No wonder that the journalist lives a riskier life when corruption gets uglier.

Those hit by the exposes either try to silence the media by filing libel cases, or worse, hire hitmen, to forever mute the media.  But they are darn wrong.

These perpetrators do not read their history, or having read them, fail to grasp the lesson.  The lesson is clear.  You can kill the messenger but you cannot kill the message.

Marcos tried to silence the messengers of truth, freedom and democracy.  Ninoy Aquino was jailed, and having failed to silence him, he was assassinated. Evelio Javier died in the assailant’s hands. Lean Alejandro who championed the student’s rights was also killed. Marcos had tried all the menus to silence the people.  Yet, when the messengers died, the message was carried on not my individuals, but by the Filipinos as a race.

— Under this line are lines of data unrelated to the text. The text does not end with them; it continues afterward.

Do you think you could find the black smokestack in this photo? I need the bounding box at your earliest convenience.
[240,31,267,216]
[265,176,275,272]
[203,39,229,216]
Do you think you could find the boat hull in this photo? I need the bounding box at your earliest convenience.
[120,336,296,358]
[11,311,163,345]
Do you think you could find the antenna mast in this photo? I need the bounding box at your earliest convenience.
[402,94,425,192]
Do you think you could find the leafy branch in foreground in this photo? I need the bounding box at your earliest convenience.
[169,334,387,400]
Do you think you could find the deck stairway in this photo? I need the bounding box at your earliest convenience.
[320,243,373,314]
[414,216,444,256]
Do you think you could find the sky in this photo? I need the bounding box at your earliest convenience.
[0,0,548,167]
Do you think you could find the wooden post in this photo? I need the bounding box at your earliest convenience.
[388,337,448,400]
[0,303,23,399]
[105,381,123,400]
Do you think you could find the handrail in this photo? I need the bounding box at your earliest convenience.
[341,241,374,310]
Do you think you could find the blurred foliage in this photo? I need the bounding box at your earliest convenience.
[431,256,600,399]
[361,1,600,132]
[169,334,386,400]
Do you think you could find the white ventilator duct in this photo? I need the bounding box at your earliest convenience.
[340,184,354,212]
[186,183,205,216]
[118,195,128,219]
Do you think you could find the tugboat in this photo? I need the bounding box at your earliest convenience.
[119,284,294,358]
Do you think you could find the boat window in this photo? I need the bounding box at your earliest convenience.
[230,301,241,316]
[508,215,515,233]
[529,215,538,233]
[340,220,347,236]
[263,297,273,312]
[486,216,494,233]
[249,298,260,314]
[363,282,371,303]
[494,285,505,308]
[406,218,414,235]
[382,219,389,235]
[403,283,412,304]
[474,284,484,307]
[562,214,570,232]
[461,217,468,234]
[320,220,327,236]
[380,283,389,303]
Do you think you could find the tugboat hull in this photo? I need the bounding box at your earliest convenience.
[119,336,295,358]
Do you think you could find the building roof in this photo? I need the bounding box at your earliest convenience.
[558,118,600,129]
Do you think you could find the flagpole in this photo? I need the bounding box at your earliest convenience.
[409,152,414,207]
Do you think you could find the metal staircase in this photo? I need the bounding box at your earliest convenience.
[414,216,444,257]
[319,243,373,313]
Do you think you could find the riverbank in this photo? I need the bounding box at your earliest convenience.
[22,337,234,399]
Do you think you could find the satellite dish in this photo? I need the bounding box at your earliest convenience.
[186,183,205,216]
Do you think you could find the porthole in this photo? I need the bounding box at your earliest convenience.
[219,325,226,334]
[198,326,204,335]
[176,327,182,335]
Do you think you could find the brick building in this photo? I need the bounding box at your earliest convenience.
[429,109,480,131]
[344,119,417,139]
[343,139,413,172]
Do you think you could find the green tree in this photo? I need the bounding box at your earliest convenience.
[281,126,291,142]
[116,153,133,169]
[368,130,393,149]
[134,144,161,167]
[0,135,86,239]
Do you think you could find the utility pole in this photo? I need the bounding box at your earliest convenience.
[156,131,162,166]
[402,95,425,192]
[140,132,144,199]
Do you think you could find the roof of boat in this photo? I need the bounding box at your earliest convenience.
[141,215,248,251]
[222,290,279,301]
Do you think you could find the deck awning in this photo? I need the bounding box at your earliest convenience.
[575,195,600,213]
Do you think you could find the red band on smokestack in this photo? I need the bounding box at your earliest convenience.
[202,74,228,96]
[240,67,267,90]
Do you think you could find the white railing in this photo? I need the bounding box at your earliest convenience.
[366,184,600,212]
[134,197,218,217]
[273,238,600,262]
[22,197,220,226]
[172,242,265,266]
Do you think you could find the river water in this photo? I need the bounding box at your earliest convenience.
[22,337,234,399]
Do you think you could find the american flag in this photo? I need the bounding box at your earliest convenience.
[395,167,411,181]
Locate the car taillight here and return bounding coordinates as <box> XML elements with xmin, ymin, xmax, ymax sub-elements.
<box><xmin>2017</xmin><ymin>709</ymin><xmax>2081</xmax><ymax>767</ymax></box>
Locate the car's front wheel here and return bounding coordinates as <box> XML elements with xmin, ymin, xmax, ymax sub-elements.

The rest was history.

You kill Padrigao, Abas, Rollin and other journalists, but as long as the message remains, someone else will take the cudgel and expose the truth.  Listen to the successor of Ernie Rollin in his program in DxSY-AM. “You have killed Ernie, but you have to kill me too because I will continue exposing corruption in the government.”  These are words of anguish and at the same defiance of human tragedy if only to proclaim the truth.

The perpetrators have not learned another lesson in our recent history: you kill media men, and like sticks forming a broom, they unite, and their exposes more intense and daring.

You do not kill media men.  That is a wrong route.  Get your act together. Get rid of corruption. Imprison Garci, Jocjoc Volante, and Jose Pidal.  If there is no message of corruption, there is no need to kill the messenger because there will be none in the first place.